Quand on cause Simenon, que ce soit à la téloche, dans la presse écrite, on a l’impression de lire une gentille carte postale postée par une collégienne.

Quid de la part d’ombre de l’écrivain ? Pierre Assouline a démontré, dans sa biographie, la méchante attirance dudit Simenon pour la haine des juifs. Et Didier Daeninckx parle, lui, d’une obsession antisémite, semblable à celle de Céline, insupportable.

Mais cet antisémitisme-là n’est pas grave aux yeux des gardiens des idées bien comme il faut. C’est comme la passion de Céline pour le nazisme ou l’anticommunisme, le racisme et l’antisémitisme d’Hergé: faut comprendre le contexte, séparer ces prises de position de l’œuvre, etc.

Une fois de plus, le courant d’air qui vient de droite est toléré, banalisé.

Par contre, quand il s’agit de s’en prendre à la gauche un tant soi peu radicale, on n’hésite pas.

La grande tendance est de tomber à bras raccourcis sur la moindre critique de la politique d’Israël. Vous êtes pro-Palestinien ? Vous êtes sans doute un antisémite qui s’ignore.

La farce devrait faire rire. Elle est dramatique. C’est consterné que j’ai pu lire cette prise de position de Simone Veil, survivante d’Auschwitz : " Mme Veil estime que le risque de la banalisation du génocide des juifs et des Tziganes est plus grand que celui de sa négation. Cette banalisation est en cours, a-t-elle dit, et elle est "retournée contre Israël, accusé, de façon scandaleuse, de crimes contre l'humanité". Quant à l'antisémitisme en France, elle a souligné que, dans sa version actuelle, il ne vient pas de l'extrême droite, mais de la "dérive haineuse d'un antisionisme militant pratiqué par des groupuscules d'extrême gauche", et dans lequel le "mal-être de jeunes issus de l'immigration" a trouvé à se refléter. " (1)

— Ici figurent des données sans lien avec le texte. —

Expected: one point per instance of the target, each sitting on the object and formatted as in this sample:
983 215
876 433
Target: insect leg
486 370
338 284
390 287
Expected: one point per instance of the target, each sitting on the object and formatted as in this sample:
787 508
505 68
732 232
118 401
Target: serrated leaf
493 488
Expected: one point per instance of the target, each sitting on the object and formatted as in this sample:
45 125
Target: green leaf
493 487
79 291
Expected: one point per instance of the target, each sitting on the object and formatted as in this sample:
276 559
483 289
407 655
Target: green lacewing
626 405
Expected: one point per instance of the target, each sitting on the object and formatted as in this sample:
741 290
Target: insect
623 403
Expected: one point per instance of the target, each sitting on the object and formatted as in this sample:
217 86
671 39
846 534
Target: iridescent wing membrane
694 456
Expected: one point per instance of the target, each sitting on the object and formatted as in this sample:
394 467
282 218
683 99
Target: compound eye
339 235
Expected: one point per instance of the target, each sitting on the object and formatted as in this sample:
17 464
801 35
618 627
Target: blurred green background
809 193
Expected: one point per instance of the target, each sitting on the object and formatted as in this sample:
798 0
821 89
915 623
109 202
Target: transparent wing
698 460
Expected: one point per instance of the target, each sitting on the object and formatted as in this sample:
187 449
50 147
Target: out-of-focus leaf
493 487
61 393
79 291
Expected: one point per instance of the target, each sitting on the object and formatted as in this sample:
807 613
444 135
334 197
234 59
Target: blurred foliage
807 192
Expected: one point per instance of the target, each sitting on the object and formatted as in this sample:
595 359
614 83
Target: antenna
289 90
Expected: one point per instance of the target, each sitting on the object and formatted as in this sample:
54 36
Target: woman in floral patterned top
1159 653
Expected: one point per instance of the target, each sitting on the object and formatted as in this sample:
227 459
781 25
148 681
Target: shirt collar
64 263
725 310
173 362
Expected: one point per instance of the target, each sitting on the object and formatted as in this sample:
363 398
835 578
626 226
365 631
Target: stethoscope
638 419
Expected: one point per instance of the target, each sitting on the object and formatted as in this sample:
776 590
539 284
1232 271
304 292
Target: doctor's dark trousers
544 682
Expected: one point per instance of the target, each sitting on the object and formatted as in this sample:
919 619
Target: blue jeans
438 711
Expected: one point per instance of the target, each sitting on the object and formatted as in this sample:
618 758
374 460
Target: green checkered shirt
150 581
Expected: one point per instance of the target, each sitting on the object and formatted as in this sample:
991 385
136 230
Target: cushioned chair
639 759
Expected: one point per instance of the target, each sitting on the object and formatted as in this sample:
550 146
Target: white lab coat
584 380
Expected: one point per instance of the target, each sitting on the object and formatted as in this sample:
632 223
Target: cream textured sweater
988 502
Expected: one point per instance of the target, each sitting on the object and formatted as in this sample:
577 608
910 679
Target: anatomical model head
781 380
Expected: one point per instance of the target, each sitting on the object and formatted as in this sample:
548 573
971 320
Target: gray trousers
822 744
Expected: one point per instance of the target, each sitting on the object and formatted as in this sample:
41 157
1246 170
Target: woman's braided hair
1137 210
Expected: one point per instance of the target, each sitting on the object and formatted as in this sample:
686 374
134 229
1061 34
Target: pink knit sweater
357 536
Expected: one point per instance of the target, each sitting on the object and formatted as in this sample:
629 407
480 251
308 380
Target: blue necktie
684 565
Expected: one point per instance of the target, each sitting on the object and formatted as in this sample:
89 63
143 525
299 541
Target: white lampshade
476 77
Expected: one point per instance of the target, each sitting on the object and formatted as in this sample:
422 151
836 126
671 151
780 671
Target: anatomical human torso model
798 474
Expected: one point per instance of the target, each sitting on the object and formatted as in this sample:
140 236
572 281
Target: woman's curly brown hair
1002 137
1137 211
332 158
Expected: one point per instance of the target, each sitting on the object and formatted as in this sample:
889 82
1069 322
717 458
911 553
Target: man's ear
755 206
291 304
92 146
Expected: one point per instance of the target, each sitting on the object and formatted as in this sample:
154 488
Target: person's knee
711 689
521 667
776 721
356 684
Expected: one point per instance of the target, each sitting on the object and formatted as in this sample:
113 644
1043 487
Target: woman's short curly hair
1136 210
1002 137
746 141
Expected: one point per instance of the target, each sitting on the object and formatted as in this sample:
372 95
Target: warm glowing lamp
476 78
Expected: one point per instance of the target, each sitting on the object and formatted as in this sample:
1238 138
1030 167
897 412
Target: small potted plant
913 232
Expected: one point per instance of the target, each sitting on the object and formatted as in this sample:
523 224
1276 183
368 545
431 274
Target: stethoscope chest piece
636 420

Qu’il y ait des dérapages antisémites chez certains militants de la cause palestinienne est une évidence et il faut combattre ces dérapages avec force. Mais amalgamer gauche radicale, antisionisme et antisémitisme est scandaleux. On voit d’ailleurs où mène ce raisonnement : l’extrême droite est exonérée. Inquiétant.